For tutorials on how to run HEBI through C++ using the ROS framework, refer to the C++ API documentation from HEBI: HEBI C++ API Documentation
For this particular project, the main control scheme inputted to the HEBI motors were position commands. This fits well with our particular use case but there may be applications where one would need effort or velocity controls instead. In addition, HEBI supports multi-layered commands so users can send position, velocity, and/or effort commands within one command to the HEBI motors and the internal controllers of the motors will balance the different goals during actuation. See HEBI’s control scheme documentation for further details:
Integrating HEBI API with MoveIt
There can be multiple ways to integrate the HEBI API with MoveIt, but the method being discussed in this document would be to have the MoveIt pipeline run a simulated model of the robot using fake joints and the HEBI motors follow that simulated model through a ROS topic subscription to MoveIt. There can be a number of advantages and disadvantages to this method. The advantages are:
Can maintain a clean state of the robot throughout time that is not affected by the noise and external disturbances on the physical motor encoders. Can maintain the most recent state to memory such that, when the motors die and come back online, they can immediately go to the most recent joint state of the simulated model.
The disadvantages are:
Implementing your own impedance or position controls takes additional steps to perform. Here, you would need to publish all your motor hardware feedback values through a separate ROS topic that you would have to manually subscribe to. Implementing low-level controllers that directly talk to the motors can be tricky. When you start using low-level controllers, the physical robot arm will move around while the simulated arm will stay at its most recent position. This may be a challenge if you are using the Octomap dynamic obstacle detection and MoveIt sees the arm as an obstacle because it is not within where the simulated arm is. The motors can experience some jerking motions during plan execution, especially if the motors were not at the starting position of the trajectory to begin with.
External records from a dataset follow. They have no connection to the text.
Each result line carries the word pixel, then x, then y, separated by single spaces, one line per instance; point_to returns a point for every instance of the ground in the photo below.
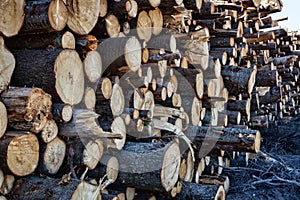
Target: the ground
pixel 274 173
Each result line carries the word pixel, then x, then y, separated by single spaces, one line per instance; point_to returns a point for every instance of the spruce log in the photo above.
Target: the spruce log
pixel 84 125
pixel 34 187
pixel 238 80
pixel 27 108
pixel 51 71
pixel 62 112
pixel 44 16
pixel 12 15
pixel 228 139
pixel 149 166
pixel 119 52
pixel 7 64
pixel 267 78
pixel 42 41
pixel 194 191
pixel 83 15
pixel 52 155
pixel 19 153
pixel 4 120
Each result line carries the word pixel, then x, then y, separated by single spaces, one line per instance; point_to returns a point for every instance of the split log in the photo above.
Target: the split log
pixel 242 106
pixel 42 41
pixel 7 64
pixel 45 16
pixel 4 120
pixel 34 187
pixel 19 153
pixel 51 156
pixel 140 161
pixel 12 17
pixel 83 15
pixel 62 112
pixel 119 52
pixel 123 8
pixel 267 78
pixel 50 70
pixel 84 125
pixel 7 184
pixel 238 80
pixel 27 108
pixel 228 139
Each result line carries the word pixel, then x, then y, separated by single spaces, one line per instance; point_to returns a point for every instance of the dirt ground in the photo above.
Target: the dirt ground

Overall, the method here was to implement two separate ROS nodes, one node to initialize the MoveIt robot model, perform path planning, and output joint states and the other ROS node to communicate to the physical motors, subscribe to MoveIt’s joint states topic, and send position commands to the physical motors. For example, MoveIt publishes the joint states of the robot model constantly through the /joint_states ROS topic. A HEBI node could subscribe to the /joint_states topic, translate the subscribed message to joint positions for each HEBI motor, and send those commands to the HEBI motors via a HEBI command.
Given the demo.launch file given by MoveIt, which launches the robot model amongst other necessities, the custom MoveIt API node, and the custom HEBI motor control node, one would launch the nodes in this succession:
roslaunch (MoveIt-node-folder-name) demo.launch roslaunch (ROS-node) (custom-MoveIt-node).launch roslaunch (ROS-node) (custom-HEBI-node).launch
This way, the robot model and description launch first, then the custom MoveIt node is able to use the robot model to move the robot and publish joints to /joint_states. Then the custom HEBI motors are able to read off those /joint_states and publish directly to the physical motors.
Overall, this article aimed to present a potential method on how to integrate MoveIt’s versatile package with ROS and connect it with hardware motors, such as the HEBI motors. There can be other ways to build out the planning and actuation architecture within the ROS framework and hopefully this article provides a viable method to build out your robot design.